Enhanced “GrabCut” Tool with Blob Analysis in Segmentation of Blooming Flower Images

Wooi-Nee Tan, Tejamaya Sunday, Yi-Fei Tan Faculty of Engineering, Multimedia University

Jalan Multimedia, 63100 Cyberjaya, Selangor, Malaysia 1wntan@mmu.edu.my

2tejamaya.sunday@yahoo.com 3yftan@mmu.edu.my

Abstract— This paper discusses the enhancement using blob analysis applied to automatic segmentation of “GrabCut” tool [1] for segmenting blooming flowers in color images. The automatic segmentation of “GrabCut” is used to initialize the segmentation, but the results are not effective and there is insufficient separation of foreground and background color distributions. In our proposed work, the segmented “GrabCut” image in RGB format is first converted to a binary image based on the V plane of the HSV color space. The morphology operators combining with set operations are then applied to fill up the holes of blob. This is then followed by blob filtering to eliminate the unwanted connected region. Finally, the segmented binary image is converted back to its RGB form. The proposed enhanced method achieves a more efficient extraction of blooming flower in a complex environment which cannot be trivially eliminated by the automatic segmentation of “GrabCut”. Keywords— image segmentation, GrabCut, blob analysis, morphology operators, set operations, blooming flower images

I. INTRODUCTION In image processing, one of the main tasks is image

segmentation which requires accurate cropping of important features and the deletion of unwanted background information. The importance of image segmentation is obvious as the unwanted information should not remain in the segmented image such that it would affect quantitatively the features to be extracted in image analysis. Our target application of the segmentation technique is to segment the blooming flowers from digital images. The proposed segmentation method would then be incorporated in an automated flower recognition model for further recognition purpose. One of the challenges posed in flowers image segmentation is that the images are captured in natural scene under uncontrolled environment involves variations in viewpoints, occlusions, scale, lighting, background etc. [2,3]. The separation of background and foreground in this class of images is not straightforward due to variation in terms of shape and colors.
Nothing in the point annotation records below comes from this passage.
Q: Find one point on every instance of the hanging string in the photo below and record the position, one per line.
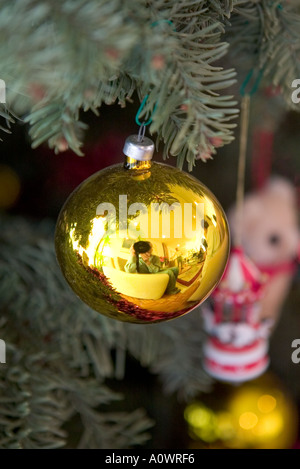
(244, 129)
(245, 108)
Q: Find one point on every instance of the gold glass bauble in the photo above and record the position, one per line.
(142, 242)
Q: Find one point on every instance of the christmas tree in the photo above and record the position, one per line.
(73, 76)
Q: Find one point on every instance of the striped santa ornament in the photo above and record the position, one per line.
(236, 349)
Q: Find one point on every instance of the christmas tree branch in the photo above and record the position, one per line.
(60, 353)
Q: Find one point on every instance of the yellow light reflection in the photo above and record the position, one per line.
(248, 420)
(266, 403)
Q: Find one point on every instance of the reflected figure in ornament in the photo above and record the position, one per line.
(143, 261)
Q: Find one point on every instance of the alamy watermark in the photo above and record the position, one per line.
(153, 221)
(2, 92)
(2, 351)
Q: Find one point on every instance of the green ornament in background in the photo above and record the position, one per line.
(142, 242)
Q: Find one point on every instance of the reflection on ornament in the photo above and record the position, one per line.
(10, 187)
(182, 227)
(236, 349)
(255, 415)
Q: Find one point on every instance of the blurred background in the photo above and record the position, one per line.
(35, 183)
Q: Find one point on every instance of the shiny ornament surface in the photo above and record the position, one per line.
(142, 242)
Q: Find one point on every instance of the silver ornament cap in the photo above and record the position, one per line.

In previous work of segmenting the flower images, Das et. al. [4] has proposed to use the color domain of flowers in segmenting flowers. In their work, the background color is taken from the periphery of the image. This technique fails whenever the flowers reach the image periphery as flower color will be mixed with the background color. Saitoh and Kaneko [5] proposed a segmentation method based on a

frontal flower image and a leaf image with a black sheet placed under the flower and leaf. This method though can segment the flower effectively from its black background but the approach is not convenient and not environmental friendly since the flowers need to be plucked and placed on a black sheet. Saitoh et. al.[6,7] later on proposed a method of extracting flowers based on “Intelligent Scissors”. A similar segmentation algorithm has also been developed by Hsu et. al. [8]. However, their method works well when the flower in the image is in focus and that the background is out of focus. Anyhow, the work by Hsu provides an interactive interface which allows the user to correct the wrongly detected tracing edge. Nilsback and Zisserman [3] proposed the segmentation scheme based on an iterative manner by first using the color model to separate the foreground and background. This is then followed by a generic shape model for segmenting the petal structure. The segmentation is produced by using a MRF cost function optimized using graph cut. The process of shape model fitting and color model learning is then iterated until convergence. Their proposed scheme is not suitable for fields of flowers.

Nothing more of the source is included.